Clean, easier to use version of the downscaling cGAN

MIT License

0 stars 0 forks source link

Readers for CERRA, ERA5 and IMERG data #2

Closed mlangguth89 closed 1 month ago

mlangguth89 commented 3 months ago

Add functions to the data preprocessing (that is used to create the TFRecords files that are streamed during training) to read/process the ERA5 input data and the CERRA target data. As both datasets are avialable in monthly grib-files, the data processing will also be changed. So far, an iterator is used to write the dataset into TFrecords, where each sample involves an I/O-process (i.e. opening the file, getting the data, closing it). this produces a lot of I/O-overhead that can be avoided with the monthyl files, and thus, the related write_data-function as well the DataGenerator will be adapted accordingly.

mlangguth89 commented 2 months ago

The predictor variables for downscaling (e.g. CAPE, convective precipitation, etc.) are not used in AtmoRep and therefore required downloading the data with the CDS API. For convenience, the data has been downloaded in netCDF-format and is available under /p/scratch/atmo-rep/data/era5/new_structure/. The load_era5_monthly-method is however designed to handle both.

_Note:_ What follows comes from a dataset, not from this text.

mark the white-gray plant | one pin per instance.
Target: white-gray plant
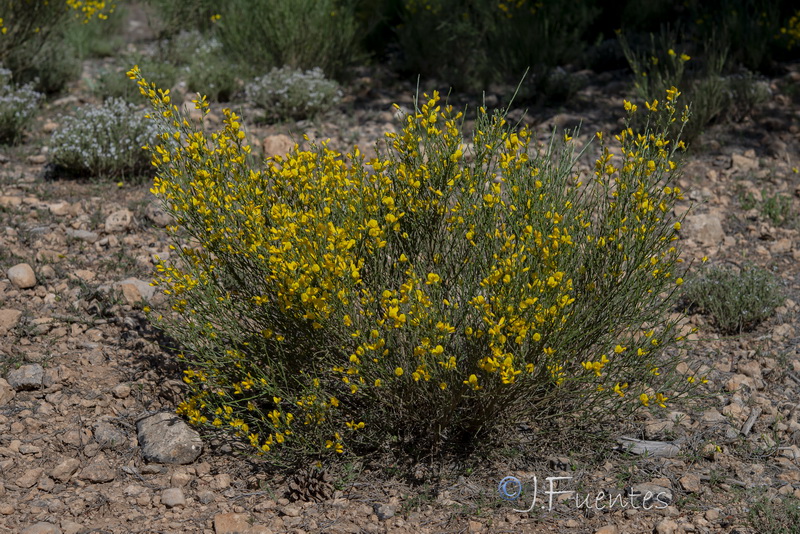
(18, 105)
(288, 93)
(103, 141)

mlangguth89 commented 2 months ago

Closer inspection of the script and methods under the dsrnngan/data-directory reveals several issues, e.g.

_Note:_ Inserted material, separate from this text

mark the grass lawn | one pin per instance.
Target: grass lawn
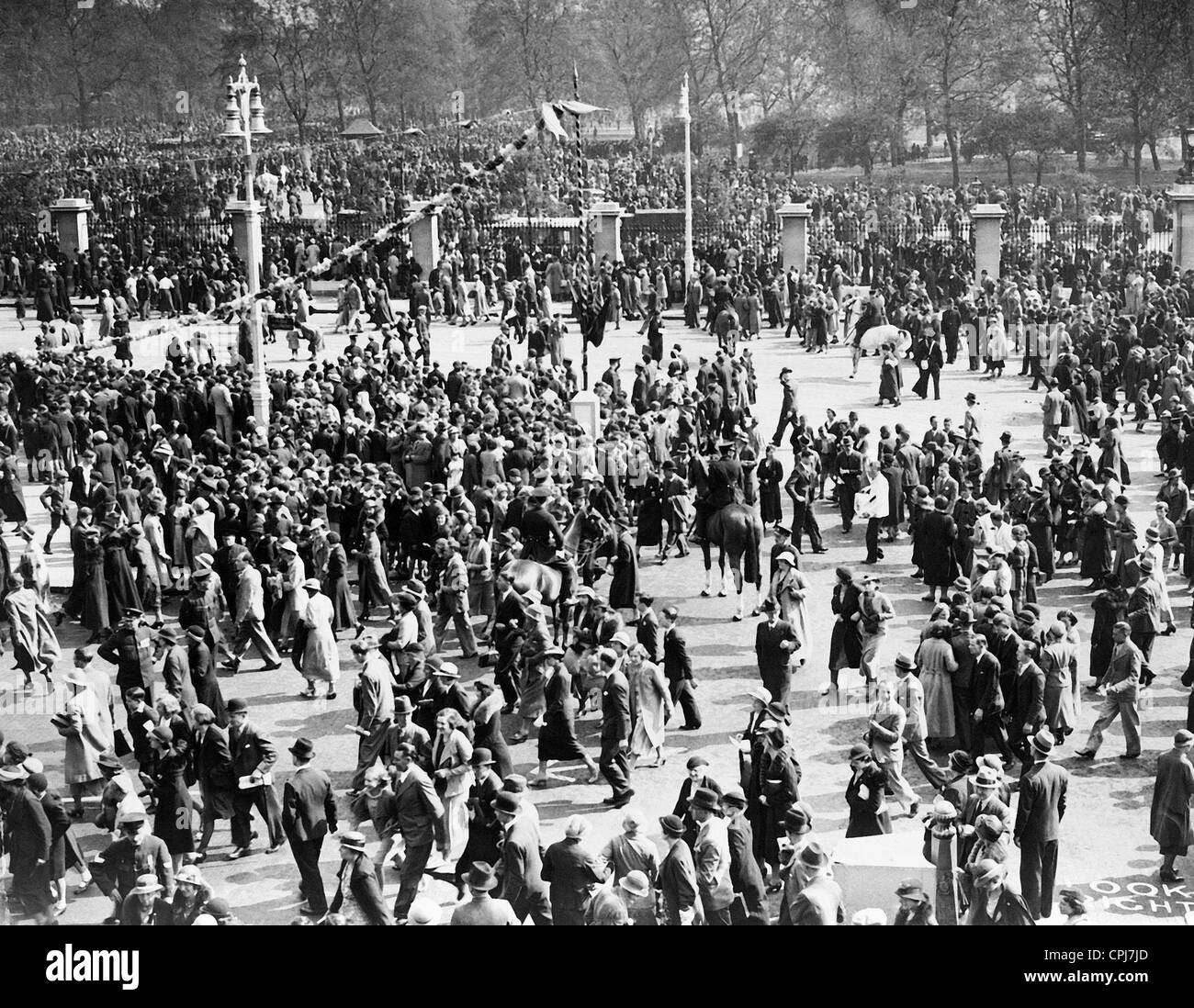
(991, 171)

missing handling of the hour-parameter in write_data
no patching/chunking before writing TFRecords for training (this is done in the original code, cf. here; patching can be done on-the-fly, but categorization on the rainy grid points fraction becomes incorrect the for large domains (which will typically have small fractions, albeit individual patches may have high fractional values)
categorizing samples in rain classes - two issues are present here: the retreived index based on np.digitize misses an index-shift, the rainy grid points draction is calculated on the full-domain here (see above)

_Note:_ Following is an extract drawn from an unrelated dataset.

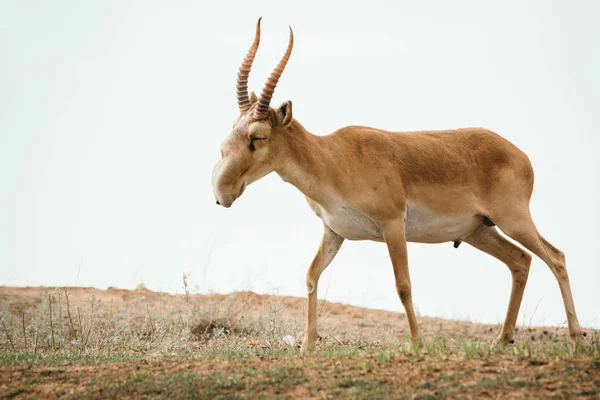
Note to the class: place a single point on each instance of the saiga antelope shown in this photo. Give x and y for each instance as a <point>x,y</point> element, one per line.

mlangguth89 commented 1 month ago

Training data has been successfully preprocessed in the last weeks, which should (hopefully) enable training:

/p/scratch/atmo-rep/data/downscaling/downscaling_tfrecords/training_data/0aad51a8f3848213

Integration of the validation dataset is still open, and will probably be realized via TFRecords again for efficiency (with no patching of the data). However, the corresponding adaptations will be performed in a seperate issue-branch.